Deux des contrarians les plus reconnus et renommés de Wall Street tirent la sonnette d'alarme sur ce qu'ils considèrent comme la prochaine crise auto-infligée de l'Amérique : la dette publique incontrôlée.
En même temps, Nassim Nicholas Taleb a qualifié la dette fédérale de « cygne blanc », ou une crise cachée à la vue de tous.

Ray Dalio (Photo by Roy Rochlin/Getty Images)
Deux des contrarians les plus reconnus et renommés de Wall Street tirent la sonnette d'alarme sur ce qu'ils considèrent comme la prochaine crise auto-infligée de l'Amérique : la dette publique incontrôlée.
Fondateur de Bridgewater Associates Ray Dalio a déclaré à Bloomberg dans une interview diffusée cette semaine que les emprunts américains augmentent à un rythme "très analogue" aux années précédant la Seconde Guerre mondiale. Lorsque la dette croît plus vite que le revenu, a-t-il dit, "c’est comme la plaque dans les artères," étouffant les dépenses productives. Dalio a blâmé les deux partis politiques pour ignorer ce qu'il appelait une "bombe à déficit et à dette". Il a préconisé un mélange de hausses d'impôts et de retenue des dépenses pour empêcher l'économie de s'arrêter.
En même temps, Cygne Noir l'auteur Nassim Nicholas Taleb a averti que les investisseurs devraient se couvrir contre un éventuel krach boursier provoqué par le même problème. Il a qualifié la dette fédérale de "cygne blanc", ou de crise cachée au grand jour, et a déclaré que lorsque les paiements d'intérêts deviendraient le plus grand poste budgétaire du budget américain, "vous êtes en difficulté."
Les deux hommes soutiennent que la montée en flèche des niveaux d'endettement est un risque structurel, pas une sorte d'appel au timing du marché. Et il est vrai qu'à l'heure actuelle, la dette détenue par le public - la mesure préférée des économistes pour les niveaux d'endettement national, qui représente l'argent que le gouvernement fédéral doit aux investisseurs - équivaut à environ 99% de PIB américain, selon le Bureau du budget du Congrès. De plus, il devrait atteindre 118% d'ici 2035, surpassant même le sommet d'après-guerre et atteignant le niveau le plus élevé de l'histoire moderne.
Historiquement, la dette détenue par le public a été en moyenne de environ 45 % du PIB, mais à la suite de la pandémie, elle a oscillé près ou même au-dessus de 100 %.
En théorie, un gouvernement avec une économie et une base fiscale en croissance peut continuer à emprunter indéfiniment, tant que le taux de croissance de l'économie dépasse les intérêts qu'il paie sur sa dette. Mais en pratique, l'augmentation de la dette entraîne tout de même des coûts : Les paiements d'intérêts absorbent une plus grande part du budget, et les investisseurs peuvent finalement exiger des rendements plus élevés s'ils doutent de la discipline de Washington. Les impôts peuvent être une ponction permanente sur le revenu national, mais des limites politiques et économiques limitent ce qui peut être prélevé. Le système ne fonctionne que tant que la croissance, l'inflation et la confiance des investisseurs restent en équilibre délicat.

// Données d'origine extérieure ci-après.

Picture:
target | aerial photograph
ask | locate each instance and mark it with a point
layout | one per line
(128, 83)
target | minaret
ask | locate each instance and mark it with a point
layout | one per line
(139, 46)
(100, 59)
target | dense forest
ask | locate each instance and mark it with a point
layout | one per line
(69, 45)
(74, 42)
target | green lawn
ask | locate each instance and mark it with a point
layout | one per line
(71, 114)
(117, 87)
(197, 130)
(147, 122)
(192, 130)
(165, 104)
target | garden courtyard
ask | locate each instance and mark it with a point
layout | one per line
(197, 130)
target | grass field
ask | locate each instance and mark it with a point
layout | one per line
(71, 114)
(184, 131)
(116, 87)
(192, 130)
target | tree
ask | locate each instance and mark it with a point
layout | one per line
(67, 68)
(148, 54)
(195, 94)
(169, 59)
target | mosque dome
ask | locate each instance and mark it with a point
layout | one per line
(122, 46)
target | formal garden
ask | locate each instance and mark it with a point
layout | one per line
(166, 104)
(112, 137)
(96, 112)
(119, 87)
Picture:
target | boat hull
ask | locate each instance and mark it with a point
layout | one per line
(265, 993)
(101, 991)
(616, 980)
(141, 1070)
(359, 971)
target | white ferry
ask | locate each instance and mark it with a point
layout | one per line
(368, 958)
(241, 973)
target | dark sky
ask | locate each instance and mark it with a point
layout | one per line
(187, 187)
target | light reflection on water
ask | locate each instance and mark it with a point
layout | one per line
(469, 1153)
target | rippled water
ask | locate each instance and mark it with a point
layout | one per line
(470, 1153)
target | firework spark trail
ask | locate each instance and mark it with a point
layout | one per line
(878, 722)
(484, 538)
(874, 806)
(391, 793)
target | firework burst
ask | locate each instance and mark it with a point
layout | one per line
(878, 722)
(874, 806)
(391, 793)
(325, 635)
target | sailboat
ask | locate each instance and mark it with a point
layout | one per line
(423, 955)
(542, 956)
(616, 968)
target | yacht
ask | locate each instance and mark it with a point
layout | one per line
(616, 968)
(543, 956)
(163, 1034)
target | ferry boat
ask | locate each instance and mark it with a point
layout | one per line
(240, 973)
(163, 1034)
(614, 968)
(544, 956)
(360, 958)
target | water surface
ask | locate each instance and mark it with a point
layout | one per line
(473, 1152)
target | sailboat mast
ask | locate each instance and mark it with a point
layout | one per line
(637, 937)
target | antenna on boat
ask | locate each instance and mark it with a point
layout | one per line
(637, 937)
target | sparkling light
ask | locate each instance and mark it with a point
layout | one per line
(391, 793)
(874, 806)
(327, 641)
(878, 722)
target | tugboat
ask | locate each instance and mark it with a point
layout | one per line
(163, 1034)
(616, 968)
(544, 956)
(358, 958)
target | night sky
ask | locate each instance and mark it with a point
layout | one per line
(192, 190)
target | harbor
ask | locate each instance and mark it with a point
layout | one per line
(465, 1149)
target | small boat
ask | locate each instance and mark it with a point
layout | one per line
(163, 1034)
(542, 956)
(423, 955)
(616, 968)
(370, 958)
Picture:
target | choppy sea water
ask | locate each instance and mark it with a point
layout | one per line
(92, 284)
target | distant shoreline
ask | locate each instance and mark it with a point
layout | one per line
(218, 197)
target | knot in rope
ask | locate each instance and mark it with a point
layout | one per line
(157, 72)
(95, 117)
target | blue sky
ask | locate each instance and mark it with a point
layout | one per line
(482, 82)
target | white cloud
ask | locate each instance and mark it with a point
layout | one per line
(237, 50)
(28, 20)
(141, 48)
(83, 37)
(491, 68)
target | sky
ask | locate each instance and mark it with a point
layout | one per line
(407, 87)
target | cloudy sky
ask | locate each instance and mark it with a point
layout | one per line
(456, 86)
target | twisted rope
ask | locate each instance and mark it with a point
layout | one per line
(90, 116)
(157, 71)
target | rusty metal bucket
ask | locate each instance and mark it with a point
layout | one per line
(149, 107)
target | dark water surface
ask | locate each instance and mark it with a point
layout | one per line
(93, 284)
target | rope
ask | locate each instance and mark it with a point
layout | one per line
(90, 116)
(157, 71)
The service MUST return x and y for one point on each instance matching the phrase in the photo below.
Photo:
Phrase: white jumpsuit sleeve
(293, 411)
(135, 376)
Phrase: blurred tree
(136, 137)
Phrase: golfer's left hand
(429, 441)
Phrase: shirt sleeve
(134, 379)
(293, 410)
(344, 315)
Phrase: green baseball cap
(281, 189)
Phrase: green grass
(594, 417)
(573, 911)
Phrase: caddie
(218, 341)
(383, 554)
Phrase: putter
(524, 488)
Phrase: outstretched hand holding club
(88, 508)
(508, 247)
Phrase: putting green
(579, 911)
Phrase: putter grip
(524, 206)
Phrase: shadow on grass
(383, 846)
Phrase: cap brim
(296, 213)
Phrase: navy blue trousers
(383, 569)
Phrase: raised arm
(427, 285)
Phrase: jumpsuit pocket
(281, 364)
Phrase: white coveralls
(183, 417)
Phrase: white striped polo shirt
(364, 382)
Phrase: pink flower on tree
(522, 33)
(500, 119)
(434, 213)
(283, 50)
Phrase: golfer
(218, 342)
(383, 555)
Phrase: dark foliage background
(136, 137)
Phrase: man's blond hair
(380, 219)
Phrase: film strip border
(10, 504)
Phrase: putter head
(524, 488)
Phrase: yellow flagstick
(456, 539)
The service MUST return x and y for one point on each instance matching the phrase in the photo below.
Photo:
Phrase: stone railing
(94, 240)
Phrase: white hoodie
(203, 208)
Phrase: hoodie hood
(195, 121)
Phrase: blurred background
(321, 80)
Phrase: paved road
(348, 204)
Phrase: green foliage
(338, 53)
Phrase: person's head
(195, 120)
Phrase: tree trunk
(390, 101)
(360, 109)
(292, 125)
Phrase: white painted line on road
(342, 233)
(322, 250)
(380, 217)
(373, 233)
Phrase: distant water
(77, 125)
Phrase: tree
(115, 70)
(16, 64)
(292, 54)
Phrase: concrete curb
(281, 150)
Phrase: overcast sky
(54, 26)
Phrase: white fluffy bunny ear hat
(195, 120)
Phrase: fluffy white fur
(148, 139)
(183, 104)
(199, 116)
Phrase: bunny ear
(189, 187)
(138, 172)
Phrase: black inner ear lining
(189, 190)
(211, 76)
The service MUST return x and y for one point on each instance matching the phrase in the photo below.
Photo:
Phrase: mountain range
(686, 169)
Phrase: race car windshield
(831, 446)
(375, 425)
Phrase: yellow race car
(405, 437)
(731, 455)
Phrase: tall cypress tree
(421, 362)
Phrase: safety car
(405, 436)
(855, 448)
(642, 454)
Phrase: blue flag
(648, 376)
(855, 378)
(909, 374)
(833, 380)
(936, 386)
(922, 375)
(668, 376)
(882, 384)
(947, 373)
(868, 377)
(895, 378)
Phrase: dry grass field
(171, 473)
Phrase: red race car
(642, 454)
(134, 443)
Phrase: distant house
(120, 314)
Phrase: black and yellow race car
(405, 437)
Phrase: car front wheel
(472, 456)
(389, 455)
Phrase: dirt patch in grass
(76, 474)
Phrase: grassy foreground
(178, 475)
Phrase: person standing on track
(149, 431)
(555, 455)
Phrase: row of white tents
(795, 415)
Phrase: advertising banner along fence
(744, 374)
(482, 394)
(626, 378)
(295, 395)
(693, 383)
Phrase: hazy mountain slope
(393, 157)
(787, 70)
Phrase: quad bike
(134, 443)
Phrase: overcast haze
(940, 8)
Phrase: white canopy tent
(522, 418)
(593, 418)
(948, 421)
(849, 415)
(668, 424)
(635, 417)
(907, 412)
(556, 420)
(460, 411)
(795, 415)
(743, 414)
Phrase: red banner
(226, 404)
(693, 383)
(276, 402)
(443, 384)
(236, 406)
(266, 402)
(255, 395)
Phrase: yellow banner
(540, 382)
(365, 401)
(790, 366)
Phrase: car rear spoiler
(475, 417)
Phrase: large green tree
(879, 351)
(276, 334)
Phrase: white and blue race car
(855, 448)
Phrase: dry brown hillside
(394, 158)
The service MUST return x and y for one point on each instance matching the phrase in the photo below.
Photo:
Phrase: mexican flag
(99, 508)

En essence, Dalio voit la dette croissante de l'Amérique comme faisant partie d'un cycle de déclin à long terme plus large, avertissant qu'un emprunt incontrôlé et une division politique pourraient déstabiliser le système entier.
Taleb soutient que la crise de la dette est déjà en train de se préparer à la vue de tous, un « cygne blanc » que tout le monde voit venir mais contre lequel peu se couvrent, et que la complaisance des investisseurs est le véritable danger. Il s’agit moins de ce qui peut mal tourner que du manque de préparation au risque.
Les actions sont près des records et les investisseurs semblent plus exubérants qu’effrayés, du moins pour l’instant. Mais un tel scénario s’inscrit directement dans la notion de Taleb selon laquelle la complaisance est le risque, tandis que Dalio voit les niveaux d’endettement augmenter suffisamment vite pour dépasser la croissance et les paiements étouffer les dépenses productives. Pendant ce temps, Dalio avertit également d’un «comme une guerre civiledivisions » qui pourraient tester la stabilité des États-Unis, tandis que Taleb a déclaré que la véritable gestion des risques nécessite à la fois de l'optimisme et une couverture des risques extrêmes.
En d'autres termes, bien que la dette puisse être prévisible, l'ignorer la rend plus dangereuse.